Au bas de la colline, les éleveurs et les chiens avaient guidé les troupeaux jusqu’aux enclos, où ils poursuivaient leur examen minutieux de leurs nouveaux rennes. Ils vérifiaient avec enthousiasme la régularité de leurs bois, l’épaisseur de leur pelage, la solidité de leurs membres, et discutaient déjà des pâturages où ils les conduiraient le cycle suivant. Certaines bêtes plus âgées avaient le souffle un peu court, mais cela n’éveilla pas les inquiétudes ; les célébrations les avaient probablement épuisées.
Des guerriers et des chasseurs, répartis dans les pentes de la colline et dans le vallon, surveillaient prudemment les alentours. Il arrivait qu’un Quma’roq surgît durant les cycles suivants l’Échange, après avoir suivi les traces du voyage d’une tribu-sœur.
Lasse d’attendre le retour de Nuqa, Anka avait pris congé de ses homologues et s’était agenouillée devant la hutte de sa famille. Elle s’occupait utilement en affûtant son harpon en prévision d’une éventuelle attaque. Elle frottait la lame sur une pierre à aiguiser, qu’elle mouillait régulièrement avec l’eau tiède qu’elle gardait dans un bol posé à côté d’elle, près d’un petit feu. Ses mains ajustaient avec assurance l’angle et la force de la poussée de la lame contre la pierre.

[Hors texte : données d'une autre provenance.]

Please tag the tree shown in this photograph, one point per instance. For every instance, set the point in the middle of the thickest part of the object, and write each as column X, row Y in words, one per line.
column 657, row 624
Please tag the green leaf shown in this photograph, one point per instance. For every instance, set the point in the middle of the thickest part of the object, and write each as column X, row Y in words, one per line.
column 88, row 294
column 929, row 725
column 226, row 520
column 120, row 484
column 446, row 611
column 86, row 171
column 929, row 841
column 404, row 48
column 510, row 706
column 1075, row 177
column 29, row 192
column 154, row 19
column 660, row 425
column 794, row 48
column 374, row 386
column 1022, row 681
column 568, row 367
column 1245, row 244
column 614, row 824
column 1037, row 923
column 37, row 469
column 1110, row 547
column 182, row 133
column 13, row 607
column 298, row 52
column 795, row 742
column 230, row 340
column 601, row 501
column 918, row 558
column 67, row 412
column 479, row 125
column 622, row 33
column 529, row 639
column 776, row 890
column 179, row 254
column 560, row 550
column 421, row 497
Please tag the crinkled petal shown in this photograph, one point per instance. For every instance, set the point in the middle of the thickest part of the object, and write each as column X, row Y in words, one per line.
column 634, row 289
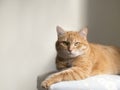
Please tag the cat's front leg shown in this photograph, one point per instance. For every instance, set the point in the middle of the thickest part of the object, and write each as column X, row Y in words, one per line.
column 54, row 78
column 74, row 73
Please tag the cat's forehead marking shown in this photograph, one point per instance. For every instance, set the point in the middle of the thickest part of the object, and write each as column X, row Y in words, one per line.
column 72, row 36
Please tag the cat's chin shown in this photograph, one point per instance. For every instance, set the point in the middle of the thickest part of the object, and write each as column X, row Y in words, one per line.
column 69, row 55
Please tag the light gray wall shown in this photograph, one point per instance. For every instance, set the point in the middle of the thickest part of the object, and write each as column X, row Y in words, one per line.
column 27, row 34
column 27, row 37
column 104, row 21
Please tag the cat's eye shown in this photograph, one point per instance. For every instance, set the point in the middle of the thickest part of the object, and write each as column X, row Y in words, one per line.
column 77, row 43
column 65, row 43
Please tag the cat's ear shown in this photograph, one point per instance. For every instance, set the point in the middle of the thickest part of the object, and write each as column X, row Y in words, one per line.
column 60, row 31
column 83, row 32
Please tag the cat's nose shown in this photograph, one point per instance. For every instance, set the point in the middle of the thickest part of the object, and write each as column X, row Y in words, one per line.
column 70, row 50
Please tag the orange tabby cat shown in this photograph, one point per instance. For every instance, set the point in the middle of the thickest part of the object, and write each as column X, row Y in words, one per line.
column 78, row 59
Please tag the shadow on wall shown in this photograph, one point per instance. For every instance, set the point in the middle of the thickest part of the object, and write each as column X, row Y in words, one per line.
column 104, row 21
column 41, row 78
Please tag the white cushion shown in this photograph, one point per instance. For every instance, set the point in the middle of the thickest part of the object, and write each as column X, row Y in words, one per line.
column 99, row 82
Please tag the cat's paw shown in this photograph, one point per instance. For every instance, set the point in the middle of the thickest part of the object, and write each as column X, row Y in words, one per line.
column 45, row 84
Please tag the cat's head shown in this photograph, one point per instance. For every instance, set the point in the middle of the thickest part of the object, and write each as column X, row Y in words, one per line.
column 71, row 44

Sans interrompre son geste, elle leva les yeux en entendant des pas s’approcher. Nuqa avançait dans sa direction. Il avait les traits tirés et les yeux rougis par la fatigue. Quand il fit halte en face d’elle, elle posa son harpon au sol.
« Tu avais raison, » dit-il en s’accroupissant avec un soupir épuisé. « Le renne est souffrant. Je ne sais pas ce qu’il a. Il n’a aucune plaie ou infection apparente. Mais je ne connais ni le parasite, ni la maladie qui l’affecte. J’en ai parlé avec d’autres éleveurs… personne n’a su me dire ce qui affaiblit ce renne. »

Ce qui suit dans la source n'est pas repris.